While rural towns may be less dependent on the internet now, its reach is constantly growing. The number of users has blossomed over 10 years, and with a wide range of internet–only services, advantages and companies, the web’s benefits are matching its growing size.
For students applying to university, being familiar with internet research is an advantage. It’s also useful for everyday educational services — Google, Wikipedia, Dictionary.com, and About.com are just a few websites that provide users with quick, useful information. Those who don’t have the internet can still use a library and books, but having the internet provides them with a more extensive resource of information in a short amount of time.
For those in rural communities, the need to get online will increase. While some farmers and rural families may not have the demand now, they certainly will when mail and banking move online. Likewise, if people from rural communities ever want to apply for jobs in a city, those without internet-savvy skills are at a disadvantage.
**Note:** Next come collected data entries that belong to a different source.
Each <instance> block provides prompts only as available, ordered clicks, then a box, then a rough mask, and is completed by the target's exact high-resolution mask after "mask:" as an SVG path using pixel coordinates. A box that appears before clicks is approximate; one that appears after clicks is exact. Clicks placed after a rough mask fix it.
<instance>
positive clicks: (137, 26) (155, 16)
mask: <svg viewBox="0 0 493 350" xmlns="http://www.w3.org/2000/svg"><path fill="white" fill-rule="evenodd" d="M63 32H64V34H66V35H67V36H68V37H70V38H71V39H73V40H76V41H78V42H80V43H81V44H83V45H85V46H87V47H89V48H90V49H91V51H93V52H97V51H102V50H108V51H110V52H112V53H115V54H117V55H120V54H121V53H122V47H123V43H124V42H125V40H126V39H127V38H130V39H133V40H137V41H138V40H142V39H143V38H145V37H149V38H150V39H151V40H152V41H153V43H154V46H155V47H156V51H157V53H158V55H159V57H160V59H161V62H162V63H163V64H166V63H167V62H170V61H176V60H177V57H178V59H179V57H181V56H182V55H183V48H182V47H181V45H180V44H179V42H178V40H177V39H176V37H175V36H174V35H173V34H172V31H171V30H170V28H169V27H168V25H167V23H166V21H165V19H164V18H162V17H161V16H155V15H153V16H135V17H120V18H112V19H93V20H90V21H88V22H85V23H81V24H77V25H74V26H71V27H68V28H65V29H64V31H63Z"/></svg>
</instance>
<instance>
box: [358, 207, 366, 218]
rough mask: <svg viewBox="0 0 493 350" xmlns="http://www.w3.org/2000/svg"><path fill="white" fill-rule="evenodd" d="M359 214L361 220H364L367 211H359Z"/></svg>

Additionally, providing internet services in every community may cause populations in rural areas to increase. Toronto is crowded enough, so developing smaller communities could be seen as an advantage.
A serious question to consider is who should fund this project. The Canadian government has a long history of creating and supporting infrastructure, such as creating the railroad and mail service in an attempt to connect Canadians and create a more global community. Although the railroad and postal service are still important, as technology changes, culture changes. The internet could be the new postal service, and without it, will Canadians ever have the chance to be completely connected?
Private companies won’t expand their services because they don’t see these areas as being profitable. However, the government has more issues to evaluate than just money, such as equal opportunities to communicate and encouraging nationalism among every Canadian citizen.
Communications services should be on the government’s radar because they abolish space constraints and connect citizens, making Canada a smaller country. And, like the railroad and mail service, it motivates us to develop even more and become a better, united country.